Der Mensch ist ein messendes Wesen, er zählt oft und viel, um sich Orientierung zu verschaffen, etwas zu überprüfen oder zu verkaufen und einzukaufen. Er macht Kerben oder knotet Zahlen, schreibt an und berechnet die Erscheinungen des Mondes (lat. mens, der Monat). Im Deutschen sind Zählen und Erzählen ganz nah beieinander. Zählen heißt ursprünglich, eine Kerbe machen, eine Delle, ein Tal einschneiden, eine Markierung also im Raum. (Daraus wird über den Umweg des böhmischen Namens Joachimsthal eines Tages sogar der Taler und daraus wiederum der Dollar.) Erzählen wiederum folgt dem Präfix er-, was auf eine größere Bewegung in einem Raum verweist (erkunden, erforschen, erraten), nicht einfach auf einen Schnitt. Auch hier kommt die Hand ins Spiel, die das Erzählen begleitet durch Gestik, ja, Gefühle erweckt bei den Hörern, weil sie anrührt oder auch die Welt ertastet, die Erinnerungen beschwört. Das englische Verb to tell gibt noch deutlicher die Identität von erzählen (to tell a story) und zählen (to tell the time) preis.

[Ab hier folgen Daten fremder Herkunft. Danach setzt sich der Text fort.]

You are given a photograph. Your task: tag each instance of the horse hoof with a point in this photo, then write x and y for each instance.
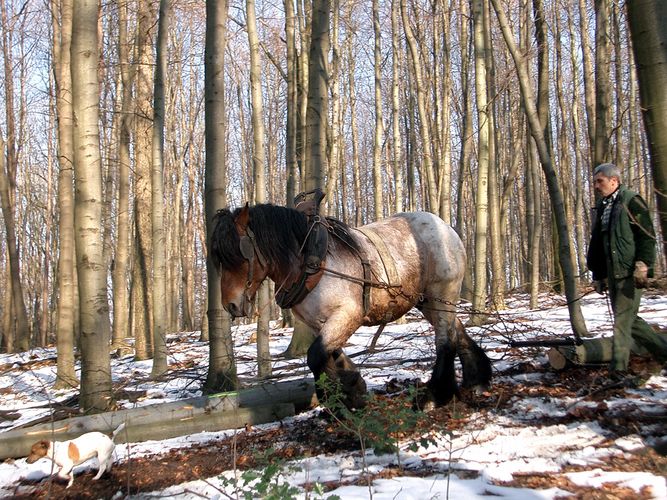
(423, 401)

Die Hand zählt, wenn sie in einem mechanischen, wiederholbaren Akt Markierungen nacheinander setzt; sie erzählt, wenn sie sich organisch bewegt, Bilder zaubert oder Gefühle malt. Dann ist sie nicht digital, d.h. sie zeigt nicht einfach mit Fingern oder zählt ab, sondern benutzt ihr ganzes Bewegungsspektrum. Zwei Funktionen der Hand, aus denen man den Gegensatz zwischen den beiden Kulturen, den Geistes- und Naturwissenschaften deuten kann, oder noch mehr: den Gegensatz zwischen analogen Bewegungen und digitalen Repräsentationen. Wenn ich zeige zum Zählen, hebe ich einen Teil hervor, der für das Ganze steht. Zum Beispiel zeige ich auf den Kopf des Bullen, den caput (lat.). Die Anzahl der Köpfe, die für den ganzen Bullen stehen, bilden mein Kapital. Ich verhalte mich also metonymisch, wenn ich den Teil das Ganze vertreten lasse. Wenn ich aber den Bullen mit meinen Händen in der Luft nachmale, seine Größe, Stärke und Form, dann bewege ich mich analog. Ich vergleiche, ich gehe nach Ähnlichkeit vor, wie jemand der metaphorisch redet.
Derzeit erleben wir den Siegeszug des Digitalen. Noch während ich dies schreibe, bediene ich mich der Technologie, die von diesen rechnenden Fingern hervorgebracht wurde; selbst wenn ich die Gestaltungskraft der Hände preise, die da schnitzen, kneten, simulieren, tanzen oder meine Nase kratzen.
Die Hand hat weitere Funktionen. Sie zeigt nach vorne, sie führt an, sie droht, sie warnt, sie fürchtet sich, sie ergibt sich. Wir sind mitten in Geschichten angekommen, in politischen wie gesellschaftlichen, familiären wie biographischen. Indem sie nach vorne zeigt, deutet sie auf die Zukunft. Um uns dorthin mitzunehmen, sei es als Gefolgsleute, sei es als gebannte Zuhörer, muss sie in den Erzählmodus fallen, uns etwas ausmalen, Schönes oder Bedrohliches, alles was uns bewegt. Dabei ist ihre eigene Geschichte, als die der zählenden und erzählenden Hand immer präsent.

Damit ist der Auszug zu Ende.